To make it more robust this has to run every day, so that unapproved changes can be can be undone before they bed in. To make it really robust you need real time alerts for group membership events on your workstations, but that's not easy.

Oh, and you need a way to stop logons as the builtin local admin -- a random password for each WS should do it. But that user should be inacessible anyway.

2006-06-03

Doing business over email

This story is much more important than it looks. Rochdale Council probably didn't think at all before filtering email. If they did, they were probably comforted by the conventional wisdom: "of course we filter email -- everyone else does".

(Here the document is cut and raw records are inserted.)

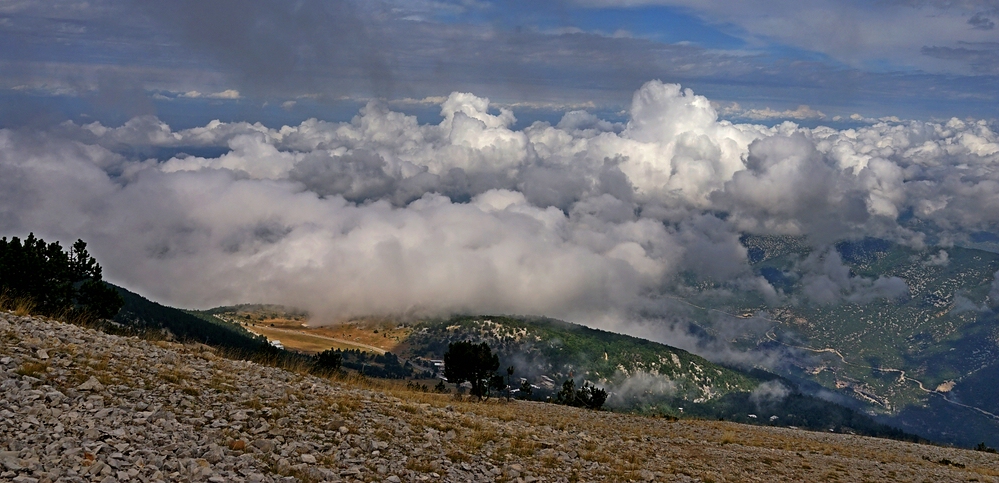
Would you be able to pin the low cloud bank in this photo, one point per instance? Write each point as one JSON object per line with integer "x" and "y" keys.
{"x": 586, "y": 220}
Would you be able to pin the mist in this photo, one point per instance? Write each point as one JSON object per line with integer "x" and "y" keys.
{"x": 586, "y": 220}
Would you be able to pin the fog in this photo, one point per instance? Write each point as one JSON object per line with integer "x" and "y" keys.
{"x": 585, "y": 220}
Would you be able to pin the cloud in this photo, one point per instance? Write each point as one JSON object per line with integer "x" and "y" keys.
{"x": 226, "y": 94}
{"x": 994, "y": 292}
{"x": 803, "y": 112}
{"x": 981, "y": 22}
{"x": 941, "y": 259}
{"x": 584, "y": 219}
{"x": 827, "y": 280}
{"x": 769, "y": 392}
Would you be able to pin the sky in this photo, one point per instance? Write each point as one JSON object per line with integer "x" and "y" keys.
{"x": 192, "y": 61}
{"x": 581, "y": 160}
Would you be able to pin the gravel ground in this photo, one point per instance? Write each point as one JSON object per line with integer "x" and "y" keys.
{"x": 81, "y": 405}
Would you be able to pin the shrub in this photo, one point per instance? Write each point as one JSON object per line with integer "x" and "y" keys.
{"x": 472, "y": 363}
{"x": 588, "y": 396}
{"x": 55, "y": 281}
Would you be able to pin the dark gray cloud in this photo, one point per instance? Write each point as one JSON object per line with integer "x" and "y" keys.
{"x": 981, "y": 22}
{"x": 981, "y": 57}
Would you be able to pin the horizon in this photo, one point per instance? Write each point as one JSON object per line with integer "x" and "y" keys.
{"x": 572, "y": 160}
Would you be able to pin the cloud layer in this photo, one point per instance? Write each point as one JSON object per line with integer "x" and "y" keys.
{"x": 586, "y": 219}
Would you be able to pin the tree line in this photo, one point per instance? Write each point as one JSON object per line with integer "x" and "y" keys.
{"x": 476, "y": 364}
{"x": 54, "y": 281}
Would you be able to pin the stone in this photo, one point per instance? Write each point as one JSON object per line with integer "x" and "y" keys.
{"x": 265, "y": 445}
{"x": 91, "y": 384}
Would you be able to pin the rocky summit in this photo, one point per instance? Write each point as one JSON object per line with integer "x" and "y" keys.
{"x": 82, "y": 405}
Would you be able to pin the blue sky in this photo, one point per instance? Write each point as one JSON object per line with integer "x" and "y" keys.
{"x": 279, "y": 62}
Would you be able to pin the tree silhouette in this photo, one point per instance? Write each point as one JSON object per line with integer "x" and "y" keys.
{"x": 54, "y": 280}
{"x": 472, "y": 363}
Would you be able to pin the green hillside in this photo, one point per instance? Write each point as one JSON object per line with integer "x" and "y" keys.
{"x": 922, "y": 362}
{"x": 141, "y": 313}
{"x": 640, "y": 375}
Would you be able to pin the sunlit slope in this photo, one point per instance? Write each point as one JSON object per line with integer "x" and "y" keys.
{"x": 640, "y": 375}
{"x": 923, "y": 359}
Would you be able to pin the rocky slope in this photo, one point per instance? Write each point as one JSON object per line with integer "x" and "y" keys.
{"x": 80, "y": 405}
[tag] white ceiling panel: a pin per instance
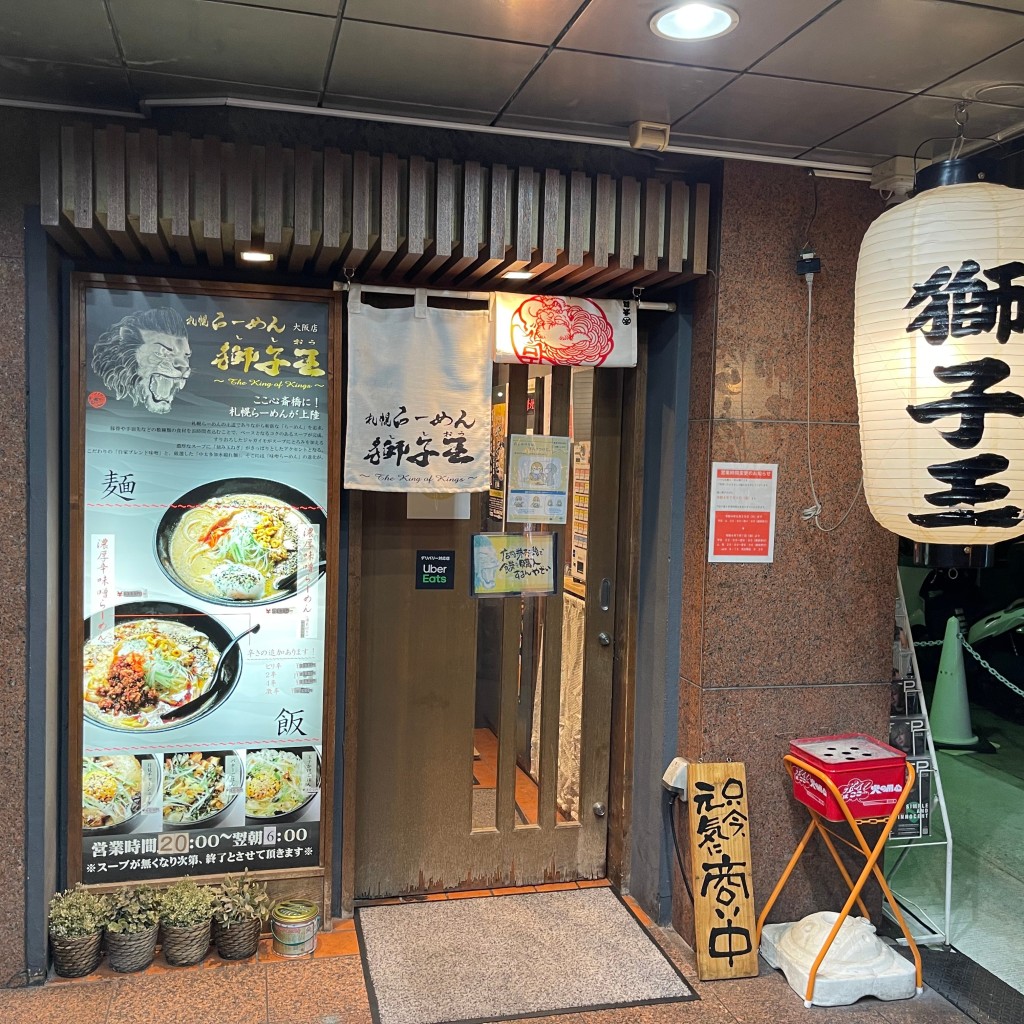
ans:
(759, 109)
(901, 130)
(827, 156)
(396, 108)
(624, 28)
(384, 62)
(515, 20)
(733, 145)
(613, 90)
(998, 80)
(997, 4)
(77, 32)
(48, 82)
(223, 41)
(156, 85)
(907, 45)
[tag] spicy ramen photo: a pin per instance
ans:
(242, 542)
(156, 657)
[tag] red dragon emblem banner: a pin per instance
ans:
(564, 332)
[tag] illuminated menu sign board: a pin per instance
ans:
(204, 513)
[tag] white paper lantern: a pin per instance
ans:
(939, 361)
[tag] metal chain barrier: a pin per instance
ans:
(992, 672)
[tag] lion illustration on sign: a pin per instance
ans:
(561, 332)
(145, 357)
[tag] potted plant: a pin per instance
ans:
(241, 908)
(185, 918)
(76, 928)
(132, 924)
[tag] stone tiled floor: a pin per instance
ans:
(329, 988)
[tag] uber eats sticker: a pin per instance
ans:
(435, 570)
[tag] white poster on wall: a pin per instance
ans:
(419, 398)
(742, 512)
(561, 331)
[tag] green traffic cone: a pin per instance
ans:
(950, 714)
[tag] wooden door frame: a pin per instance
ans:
(627, 604)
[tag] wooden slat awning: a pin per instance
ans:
(168, 199)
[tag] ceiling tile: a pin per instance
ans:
(613, 90)
(731, 145)
(47, 82)
(828, 156)
(908, 45)
(76, 31)
(613, 27)
(327, 7)
(155, 85)
(384, 62)
(1006, 69)
(515, 20)
(419, 112)
(997, 4)
(760, 109)
(223, 41)
(901, 130)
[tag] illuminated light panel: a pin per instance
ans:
(694, 20)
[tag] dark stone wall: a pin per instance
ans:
(18, 186)
(802, 646)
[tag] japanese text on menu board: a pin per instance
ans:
(205, 540)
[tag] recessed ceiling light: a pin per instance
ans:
(694, 20)
(256, 256)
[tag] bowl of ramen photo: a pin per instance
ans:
(158, 656)
(281, 782)
(113, 792)
(200, 787)
(240, 542)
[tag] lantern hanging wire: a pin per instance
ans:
(962, 116)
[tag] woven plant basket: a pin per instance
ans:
(185, 946)
(239, 940)
(133, 950)
(77, 956)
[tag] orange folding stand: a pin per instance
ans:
(871, 853)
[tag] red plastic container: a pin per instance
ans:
(867, 772)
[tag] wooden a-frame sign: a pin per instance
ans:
(720, 863)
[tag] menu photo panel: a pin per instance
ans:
(204, 541)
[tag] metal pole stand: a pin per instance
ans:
(871, 853)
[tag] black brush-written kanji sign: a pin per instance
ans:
(720, 860)
(435, 570)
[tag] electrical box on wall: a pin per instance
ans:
(674, 778)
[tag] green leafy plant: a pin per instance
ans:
(132, 909)
(186, 903)
(76, 912)
(241, 898)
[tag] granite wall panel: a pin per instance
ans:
(800, 646)
(18, 172)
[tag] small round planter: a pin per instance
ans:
(238, 940)
(76, 956)
(186, 945)
(129, 951)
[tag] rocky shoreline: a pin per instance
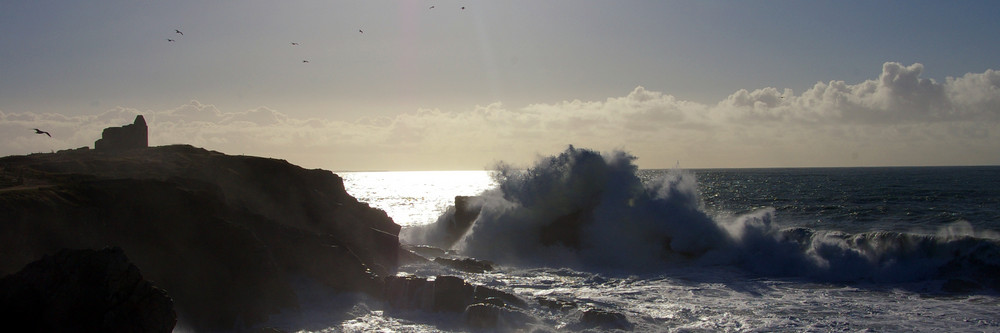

If you're installing mail filters, you need to think a bit harder. You need to know all the addresses that engage in any legal or regulatory role and make sure that their mail is reviewed by someone who understands the business. You need HR cover for the review team to ensure that they are all hardened pornography users who won't sue their employer for showing them dirty pictures.

If you want to filter your other addresses, you'd better know your business. "Hardcore" is a construction by/waste product, as well as a property valuation method. Swedish language appears to contain all sorts of forbidden character sequences. Equity analysts get really uptight if you stop them getting news about Pfizer. A list of South American copper mines contains more hate speech than a KKK manifesto. Language, especially the language of email and news is not simple to parse: Most of the unwanted meanings happen in our heads, not in the text.

And if you you think I'm being neurotic about this, perhaps you'll tell me what's the legal status of an email trade confirmation dumped by a filter? How much of an FSA fine would you want to pay?